Larry E. Patterson, MD is medical director of Eye Centers of Tennessee and the Cataract and Laser Center in Crossville, Tenn., and is past president of the Outpatient Ophthalmologic Surgery Association.
Q: What has been the effect of technology on ophthalmologic ambulatory surgery centers?
Larry Patterson: Perhaps the biggest change was the advent of phacoemulsification for cataract surgery, which took many years to gain acceptance. In the early 1980s, only 15 percent of the cataract surgeons were using this technology. Now everybody uses it. It would be hard to find a new technological change today that will have that kind of impact.
Q: What is the impact of premium intraocular lens implants?
LP: Premium IOLs can make you less dependent on glasses, but they are not going to make you see any better. In addition, multifocal lens implants have certain side affects, such as halos at night, and accommodative implants also have limitations. The extra charge for a premium IOL ranges from $1,000-$3,000. This can include touch-up surgeries or other follow-up for a year afterwards.
Q: What is the conversion rate for premium IOLs?
LP: Nationally, somewhat less than 10 percent of cataract patients convert to premium IOLs rather than ordering regular IOLs. At my practice the conversion rate has been about 15 percent, but it can range all over the place, from as much as 60 percent in some practices to as little as zero in practices where physicians and staff don't even bring up premium IOLs.
Q: What impact will the femtosecond laser have?

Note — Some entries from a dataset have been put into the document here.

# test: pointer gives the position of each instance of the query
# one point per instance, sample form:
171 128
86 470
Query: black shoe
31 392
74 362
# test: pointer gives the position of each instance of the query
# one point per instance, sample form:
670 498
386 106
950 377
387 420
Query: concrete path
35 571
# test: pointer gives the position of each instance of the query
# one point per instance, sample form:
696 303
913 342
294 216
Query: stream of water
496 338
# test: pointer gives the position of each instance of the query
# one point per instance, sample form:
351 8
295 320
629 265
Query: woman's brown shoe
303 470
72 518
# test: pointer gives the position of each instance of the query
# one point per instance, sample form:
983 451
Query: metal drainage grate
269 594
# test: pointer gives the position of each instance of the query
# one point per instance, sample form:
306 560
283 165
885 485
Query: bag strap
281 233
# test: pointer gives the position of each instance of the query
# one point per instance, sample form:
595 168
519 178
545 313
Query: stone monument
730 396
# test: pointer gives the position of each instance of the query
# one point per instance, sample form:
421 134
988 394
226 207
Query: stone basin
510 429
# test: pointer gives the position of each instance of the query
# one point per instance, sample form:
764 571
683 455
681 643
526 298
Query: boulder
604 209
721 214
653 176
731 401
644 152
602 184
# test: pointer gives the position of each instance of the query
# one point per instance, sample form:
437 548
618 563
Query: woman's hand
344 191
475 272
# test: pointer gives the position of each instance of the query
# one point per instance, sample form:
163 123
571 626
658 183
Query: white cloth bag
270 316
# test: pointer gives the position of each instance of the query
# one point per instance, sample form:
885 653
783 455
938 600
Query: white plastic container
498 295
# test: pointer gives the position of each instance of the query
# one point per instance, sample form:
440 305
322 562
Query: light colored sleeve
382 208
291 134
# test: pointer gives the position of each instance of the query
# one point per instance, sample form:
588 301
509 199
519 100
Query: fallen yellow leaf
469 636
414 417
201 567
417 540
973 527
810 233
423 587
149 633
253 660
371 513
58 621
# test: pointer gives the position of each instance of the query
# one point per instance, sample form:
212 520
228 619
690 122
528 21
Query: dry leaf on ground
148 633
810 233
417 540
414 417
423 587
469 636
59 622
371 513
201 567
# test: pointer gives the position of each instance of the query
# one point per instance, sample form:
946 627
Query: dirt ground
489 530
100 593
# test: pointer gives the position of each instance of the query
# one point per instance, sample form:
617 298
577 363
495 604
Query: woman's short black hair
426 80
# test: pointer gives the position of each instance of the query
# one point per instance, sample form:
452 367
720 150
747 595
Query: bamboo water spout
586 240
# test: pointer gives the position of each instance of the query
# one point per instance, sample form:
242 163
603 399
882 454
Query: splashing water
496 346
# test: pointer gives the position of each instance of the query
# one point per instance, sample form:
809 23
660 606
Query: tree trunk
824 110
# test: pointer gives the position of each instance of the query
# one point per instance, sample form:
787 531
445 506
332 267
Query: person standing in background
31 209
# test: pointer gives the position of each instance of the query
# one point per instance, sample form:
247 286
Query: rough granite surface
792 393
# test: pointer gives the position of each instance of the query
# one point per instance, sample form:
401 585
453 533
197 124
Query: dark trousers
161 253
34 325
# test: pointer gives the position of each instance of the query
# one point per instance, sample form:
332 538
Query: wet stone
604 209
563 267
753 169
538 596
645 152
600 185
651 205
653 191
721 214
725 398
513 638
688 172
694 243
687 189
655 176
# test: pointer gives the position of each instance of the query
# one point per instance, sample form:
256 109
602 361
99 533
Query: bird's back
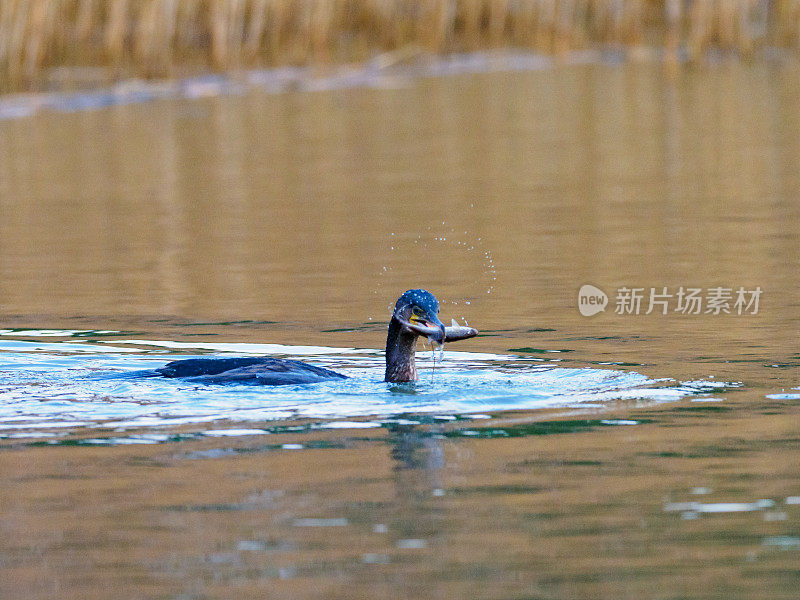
256 370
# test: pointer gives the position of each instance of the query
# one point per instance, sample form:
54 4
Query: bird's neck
400 346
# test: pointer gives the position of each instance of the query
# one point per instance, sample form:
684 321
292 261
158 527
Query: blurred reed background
44 40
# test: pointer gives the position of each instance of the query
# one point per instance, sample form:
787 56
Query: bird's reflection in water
418 460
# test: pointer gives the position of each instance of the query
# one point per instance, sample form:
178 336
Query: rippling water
54 388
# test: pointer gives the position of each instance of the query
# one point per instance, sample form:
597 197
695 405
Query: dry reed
168 37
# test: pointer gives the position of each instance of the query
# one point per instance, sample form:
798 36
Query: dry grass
165 37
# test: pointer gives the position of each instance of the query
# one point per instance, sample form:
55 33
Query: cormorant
414 315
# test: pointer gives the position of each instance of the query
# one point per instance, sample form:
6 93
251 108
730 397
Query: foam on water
59 387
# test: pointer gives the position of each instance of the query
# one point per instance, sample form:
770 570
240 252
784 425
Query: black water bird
415 315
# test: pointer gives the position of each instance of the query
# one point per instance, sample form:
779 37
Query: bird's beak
430 326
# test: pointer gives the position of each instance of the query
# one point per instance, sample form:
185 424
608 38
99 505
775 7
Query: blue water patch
56 387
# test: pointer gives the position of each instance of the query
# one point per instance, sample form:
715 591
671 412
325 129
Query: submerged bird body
414 315
257 369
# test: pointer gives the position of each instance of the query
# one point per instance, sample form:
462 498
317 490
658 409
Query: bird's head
418 311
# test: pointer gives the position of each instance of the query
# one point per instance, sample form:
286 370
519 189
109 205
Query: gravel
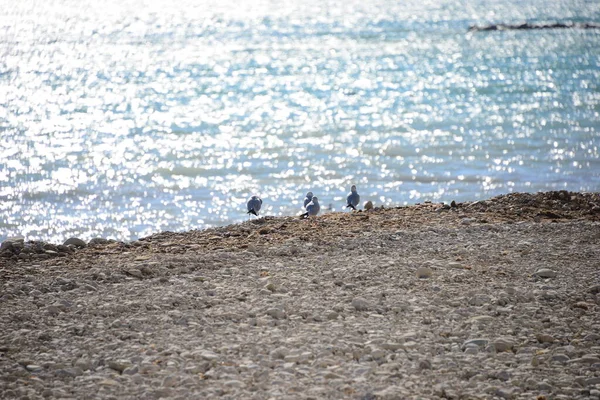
330 307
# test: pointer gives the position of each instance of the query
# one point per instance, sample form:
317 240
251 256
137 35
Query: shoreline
75 243
495 298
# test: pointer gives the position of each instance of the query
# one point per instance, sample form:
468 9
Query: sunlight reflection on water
120 120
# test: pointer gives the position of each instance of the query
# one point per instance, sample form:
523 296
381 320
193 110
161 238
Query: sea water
123 118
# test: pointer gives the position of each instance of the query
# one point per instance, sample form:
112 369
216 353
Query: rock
331 315
15 240
119 365
560 358
545 273
53 310
131 370
544 387
545 338
209 355
33 368
360 304
424 272
503 344
6 246
98 241
75 242
481 319
276 313
475 342
134 272
586 359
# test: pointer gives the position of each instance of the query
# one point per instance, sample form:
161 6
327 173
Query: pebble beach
496 298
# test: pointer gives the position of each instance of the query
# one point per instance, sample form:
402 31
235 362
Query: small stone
545 338
545 273
276 313
331 315
582 305
119 365
53 310
475 342
109 382
131 370
33 368
98 241
560 358
503 344
481 319
6 246
360 304
209 355
234 383
545 387
75 242
134 272
424 272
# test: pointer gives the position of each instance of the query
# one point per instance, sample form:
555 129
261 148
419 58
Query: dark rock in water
75 242
530 26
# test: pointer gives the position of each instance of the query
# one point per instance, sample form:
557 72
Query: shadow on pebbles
490 299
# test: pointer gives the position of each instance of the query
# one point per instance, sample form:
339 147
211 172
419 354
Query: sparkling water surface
120 119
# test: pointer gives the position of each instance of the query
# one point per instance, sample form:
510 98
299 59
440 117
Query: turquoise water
125 118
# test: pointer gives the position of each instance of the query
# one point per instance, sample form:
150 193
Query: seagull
307 199
254 205
312 208
353 198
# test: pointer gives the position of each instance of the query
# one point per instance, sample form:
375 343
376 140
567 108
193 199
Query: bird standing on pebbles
353 198
254 205
307 199
312 208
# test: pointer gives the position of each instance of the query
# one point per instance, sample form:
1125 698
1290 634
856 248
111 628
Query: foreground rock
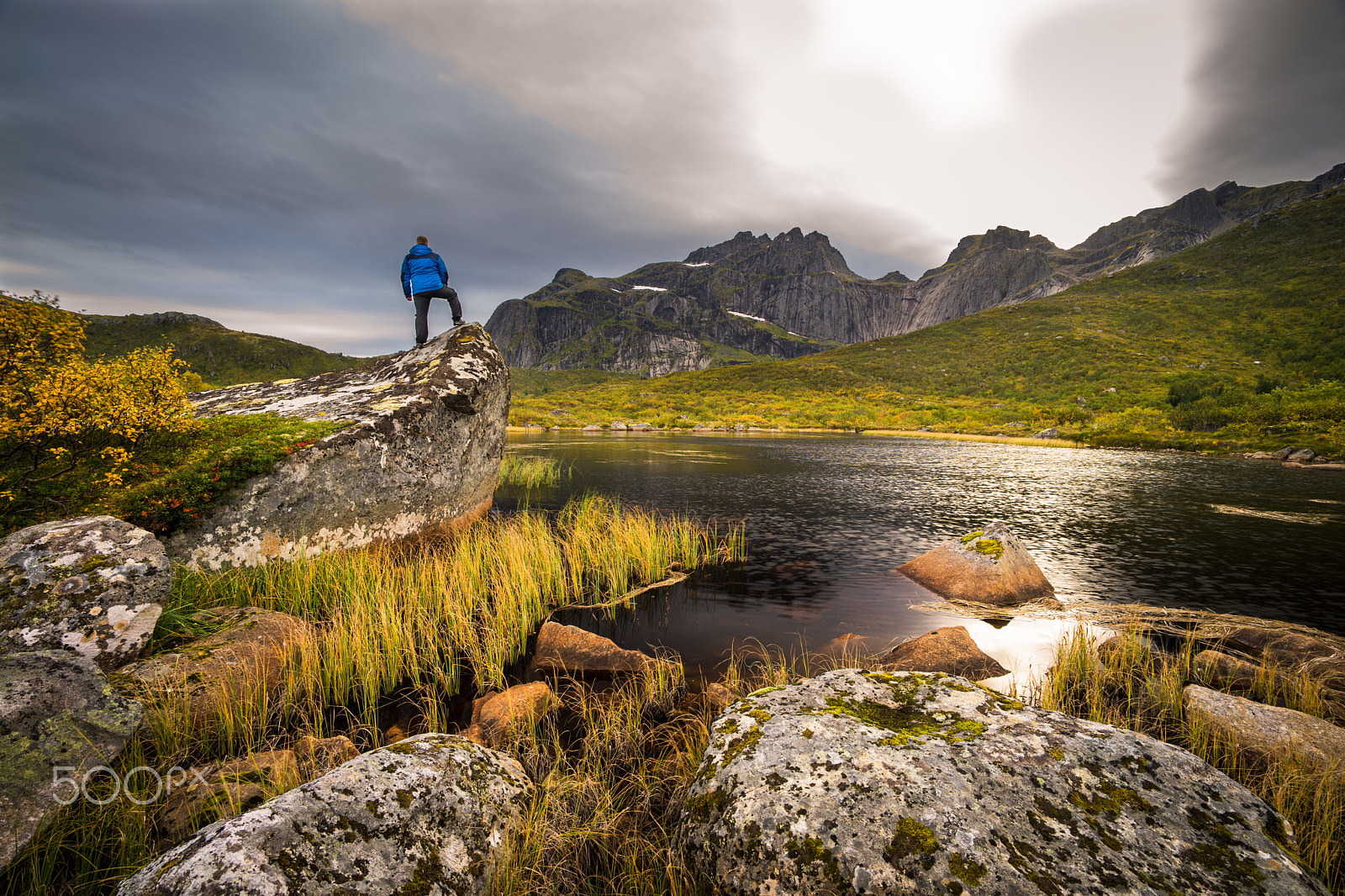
1264 734
58 720
251 653
93 584
569 650
864 782
423 450
985 567
945 650
424 815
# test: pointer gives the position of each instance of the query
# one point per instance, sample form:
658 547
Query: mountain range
755 298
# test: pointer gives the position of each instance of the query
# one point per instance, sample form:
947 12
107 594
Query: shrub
69 428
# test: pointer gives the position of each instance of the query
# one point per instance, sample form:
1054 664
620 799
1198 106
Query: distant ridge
757 298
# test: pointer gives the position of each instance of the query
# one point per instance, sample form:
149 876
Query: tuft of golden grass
1131 685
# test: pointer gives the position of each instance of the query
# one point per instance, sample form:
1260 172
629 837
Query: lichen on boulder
425 815
988 566
423 448
58 720
92 584
869 782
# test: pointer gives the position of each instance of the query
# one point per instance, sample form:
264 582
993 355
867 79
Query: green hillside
219 356
1232 345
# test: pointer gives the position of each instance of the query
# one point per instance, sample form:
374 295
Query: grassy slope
222 356
1270 293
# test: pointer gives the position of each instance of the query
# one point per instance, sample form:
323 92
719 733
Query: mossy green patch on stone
911 838
968 869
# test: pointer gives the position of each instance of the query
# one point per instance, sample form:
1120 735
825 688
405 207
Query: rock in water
986 567
947 650
423 448
867 782
93 584
424 815
58 720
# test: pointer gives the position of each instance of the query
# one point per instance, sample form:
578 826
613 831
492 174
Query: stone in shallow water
92 584
867 782
988 566
58 719
425 815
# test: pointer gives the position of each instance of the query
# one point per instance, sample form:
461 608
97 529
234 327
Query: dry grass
1133 685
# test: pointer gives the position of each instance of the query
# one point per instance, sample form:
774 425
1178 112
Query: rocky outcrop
93 586
251 651
225 790
865 782
1264 734
988 566
58 720
569 650
947 650
495 714
424 815
753 298
423 448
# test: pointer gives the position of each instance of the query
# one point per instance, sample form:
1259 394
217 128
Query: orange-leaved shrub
69 427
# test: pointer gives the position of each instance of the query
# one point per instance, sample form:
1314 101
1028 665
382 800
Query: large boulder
425 815
197 681
1266 734
948 650
58 720
93 584
423 450
868 782
986 567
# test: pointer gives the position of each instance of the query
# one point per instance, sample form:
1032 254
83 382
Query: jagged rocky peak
790 253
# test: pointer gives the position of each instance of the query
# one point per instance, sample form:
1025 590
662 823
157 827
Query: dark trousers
423 309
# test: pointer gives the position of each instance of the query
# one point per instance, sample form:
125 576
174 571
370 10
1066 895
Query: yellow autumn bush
69 427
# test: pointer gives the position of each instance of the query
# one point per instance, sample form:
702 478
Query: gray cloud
1270 94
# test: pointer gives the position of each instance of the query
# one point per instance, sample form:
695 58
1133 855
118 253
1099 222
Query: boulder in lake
252 650
1263 732
867 782
499 712
569 650
947 650
986 567
425 815
423 450
92 584
58 720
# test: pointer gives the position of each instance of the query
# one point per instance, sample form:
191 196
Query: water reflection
829 517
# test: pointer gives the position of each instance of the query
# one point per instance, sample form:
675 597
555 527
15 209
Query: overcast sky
268 163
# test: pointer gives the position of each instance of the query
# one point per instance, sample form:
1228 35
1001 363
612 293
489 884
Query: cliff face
755 298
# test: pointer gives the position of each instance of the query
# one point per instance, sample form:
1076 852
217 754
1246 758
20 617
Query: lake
829 517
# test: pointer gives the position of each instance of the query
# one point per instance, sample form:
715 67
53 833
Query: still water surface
829 517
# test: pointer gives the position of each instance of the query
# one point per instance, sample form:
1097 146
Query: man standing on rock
424 277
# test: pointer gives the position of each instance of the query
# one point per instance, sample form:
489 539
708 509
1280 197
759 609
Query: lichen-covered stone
229 788
251 651
947 650
424 815
988 566
57 709
423 450
92 584
1263 732
869 782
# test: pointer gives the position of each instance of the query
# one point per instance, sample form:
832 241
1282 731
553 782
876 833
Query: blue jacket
423 271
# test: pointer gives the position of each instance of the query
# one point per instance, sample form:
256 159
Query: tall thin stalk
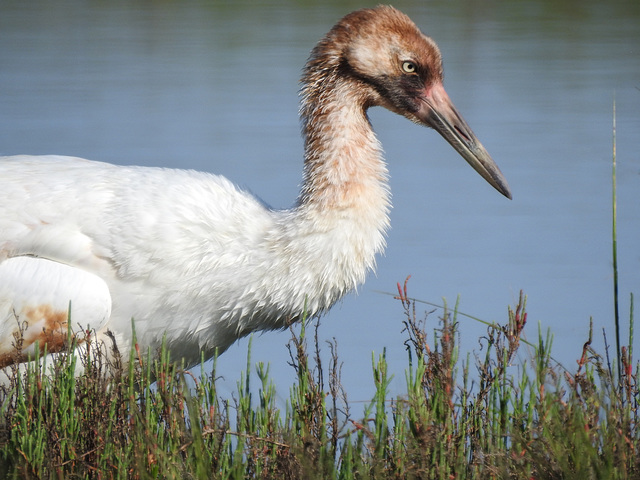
615 247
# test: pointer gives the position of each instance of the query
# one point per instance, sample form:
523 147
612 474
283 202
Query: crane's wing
38 297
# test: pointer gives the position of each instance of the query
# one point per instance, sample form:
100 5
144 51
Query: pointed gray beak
438 112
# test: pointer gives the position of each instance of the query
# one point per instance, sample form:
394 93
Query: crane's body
192 258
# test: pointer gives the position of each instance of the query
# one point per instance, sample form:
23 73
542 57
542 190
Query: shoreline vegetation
153 419
458 418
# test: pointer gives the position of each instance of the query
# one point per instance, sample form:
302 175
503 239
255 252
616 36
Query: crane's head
400 69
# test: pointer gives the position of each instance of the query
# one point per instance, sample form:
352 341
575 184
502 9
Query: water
214 87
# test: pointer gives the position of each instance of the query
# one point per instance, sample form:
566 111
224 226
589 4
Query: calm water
214 87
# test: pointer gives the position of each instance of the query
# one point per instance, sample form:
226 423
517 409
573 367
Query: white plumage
190 256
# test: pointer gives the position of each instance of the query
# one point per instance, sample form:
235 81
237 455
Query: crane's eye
409 67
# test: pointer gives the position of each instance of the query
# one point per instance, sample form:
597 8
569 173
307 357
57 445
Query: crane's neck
339 223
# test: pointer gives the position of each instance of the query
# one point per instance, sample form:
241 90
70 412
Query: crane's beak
438 112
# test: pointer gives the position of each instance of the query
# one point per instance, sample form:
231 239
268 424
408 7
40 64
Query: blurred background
213 86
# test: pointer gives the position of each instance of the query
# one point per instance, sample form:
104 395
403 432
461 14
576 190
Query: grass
456 419
467 418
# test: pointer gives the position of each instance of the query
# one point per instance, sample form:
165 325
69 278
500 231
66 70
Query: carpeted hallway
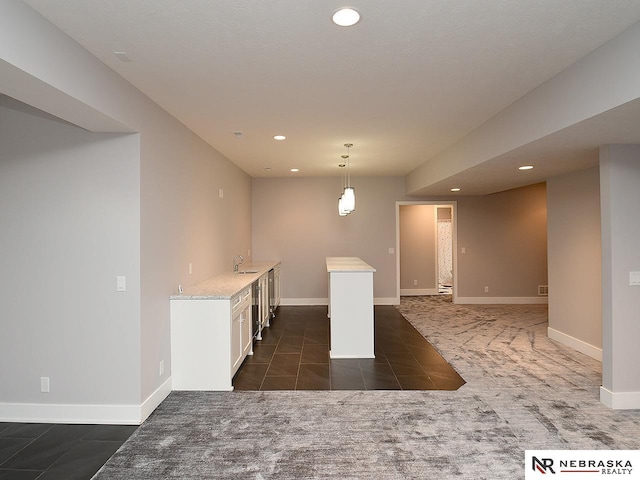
523 391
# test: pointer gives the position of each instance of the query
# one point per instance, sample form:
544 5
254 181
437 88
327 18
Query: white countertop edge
226 285
347 264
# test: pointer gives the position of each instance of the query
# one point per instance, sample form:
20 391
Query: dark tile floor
294 355
42 451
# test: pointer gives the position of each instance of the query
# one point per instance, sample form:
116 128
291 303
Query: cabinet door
246 339
276 286
236 341
264 300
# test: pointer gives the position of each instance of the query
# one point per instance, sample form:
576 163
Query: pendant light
341 211
349 193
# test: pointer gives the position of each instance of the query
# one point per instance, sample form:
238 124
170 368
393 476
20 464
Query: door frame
454 222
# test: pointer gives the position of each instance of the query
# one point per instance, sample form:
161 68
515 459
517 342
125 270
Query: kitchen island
351 307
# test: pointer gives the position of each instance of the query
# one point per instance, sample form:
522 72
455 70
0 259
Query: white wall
181 218
70 224
505 240
418 250
295 220
619 201
574 259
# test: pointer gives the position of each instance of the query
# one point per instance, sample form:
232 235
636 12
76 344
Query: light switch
121 283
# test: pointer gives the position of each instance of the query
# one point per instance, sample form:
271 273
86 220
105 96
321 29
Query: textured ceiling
412 78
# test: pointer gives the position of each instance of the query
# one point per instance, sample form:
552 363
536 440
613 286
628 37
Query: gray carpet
523 391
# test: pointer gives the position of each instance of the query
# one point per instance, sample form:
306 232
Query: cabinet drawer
241 300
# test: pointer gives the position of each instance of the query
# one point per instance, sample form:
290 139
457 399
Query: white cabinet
210 338
351 307
262 301
241 341
276 289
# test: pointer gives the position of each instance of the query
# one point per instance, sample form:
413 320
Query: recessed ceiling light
346 17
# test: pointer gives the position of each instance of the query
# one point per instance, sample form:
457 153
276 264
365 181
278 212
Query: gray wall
505 239
69 215
620 198
173 195
418 248
295 220
575 253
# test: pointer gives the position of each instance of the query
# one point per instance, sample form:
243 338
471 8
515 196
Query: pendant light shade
349 199
341 211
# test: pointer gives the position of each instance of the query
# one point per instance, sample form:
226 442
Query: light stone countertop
348 264
226 285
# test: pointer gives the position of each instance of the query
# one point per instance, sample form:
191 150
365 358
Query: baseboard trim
385 301
154 400
502 300
89 414
325 301
303 301
575 343
415 292
620 400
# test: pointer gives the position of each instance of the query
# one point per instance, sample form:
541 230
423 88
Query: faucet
236 262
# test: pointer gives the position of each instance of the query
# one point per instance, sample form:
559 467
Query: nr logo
542 465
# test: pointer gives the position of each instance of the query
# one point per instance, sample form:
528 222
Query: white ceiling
412 78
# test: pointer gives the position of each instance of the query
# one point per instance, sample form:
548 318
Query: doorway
426 240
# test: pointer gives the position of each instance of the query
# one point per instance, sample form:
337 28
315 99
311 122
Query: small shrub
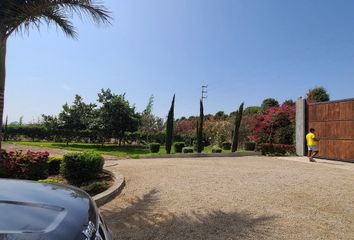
95 187
216 150
54 165
277 149
250 146
30 165
78 168
178 146
226 145
154 147
187 150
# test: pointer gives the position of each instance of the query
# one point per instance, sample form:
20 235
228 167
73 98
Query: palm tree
21 15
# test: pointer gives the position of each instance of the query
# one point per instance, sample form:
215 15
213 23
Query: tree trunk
2 81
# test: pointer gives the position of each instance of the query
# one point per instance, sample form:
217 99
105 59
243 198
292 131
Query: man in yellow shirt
312 145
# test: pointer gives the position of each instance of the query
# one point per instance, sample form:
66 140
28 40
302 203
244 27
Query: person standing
312 145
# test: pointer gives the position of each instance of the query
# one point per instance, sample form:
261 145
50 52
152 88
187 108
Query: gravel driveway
232 198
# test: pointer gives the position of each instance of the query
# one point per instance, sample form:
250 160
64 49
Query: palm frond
20 15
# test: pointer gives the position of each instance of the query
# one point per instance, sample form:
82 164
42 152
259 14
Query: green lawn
107 149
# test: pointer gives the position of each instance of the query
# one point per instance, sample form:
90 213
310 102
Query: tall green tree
116 116
318 94
75 118
169 127
268 103
237 125
150 123
200 145
21 15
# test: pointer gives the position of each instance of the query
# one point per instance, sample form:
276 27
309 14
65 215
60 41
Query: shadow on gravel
144 220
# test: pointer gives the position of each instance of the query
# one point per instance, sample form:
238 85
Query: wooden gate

LP: The femtosecond laser is an awesome piece of technology. It means that all corneal incisions can be precut and the capsulorhexis can be made perfectly round at whatever size desired. Without the femtosecond, you have to make it by hand. And finally, the femtosecond can break up and soften the nucleus, so you can remove it faster and with less energy. This causes less damage to the cornea and means there should be fewer complications.
Q: What about the cost?
LP: The cost of the femtosecond laser is an obvious downside. Right now it is around the half-million-dollar mark, though eventually the price might come down due to competition. There are at least four systems that are partially or fully approved by the FDA.
There is one additional cost aspect, however: the use of a per-click fee, an extra payment to the manufacturer each time the device is used. Companies are already charging a per-click fee of $100-$250 for LASIK and the word is that the femtosecond laser may cost several hundred dollars per click.
Q: Will Medicare pay for the additional costs of the femtosecond laser?
LP: Medicare, which covers most cataract removals, currently pays a fixed fee for each procedure that is not enough to cover the extra expenses of the femtosecond laser. In the future, CMS may allow ophthalmologists to charge the patient extra for femtosecond, as it now does for premium IOLs. But in this uncertain reimbursement climate, that may not be possible.
Q: Who is using the femtosecond laser at this point?
LP: Only a few of these devices have been distributed. My impression is the physicians who already have the femtosecond laser either have an investment in the company or participated in the clinical trial to get them approved. The initial expense is huge and the secondary expense is significant.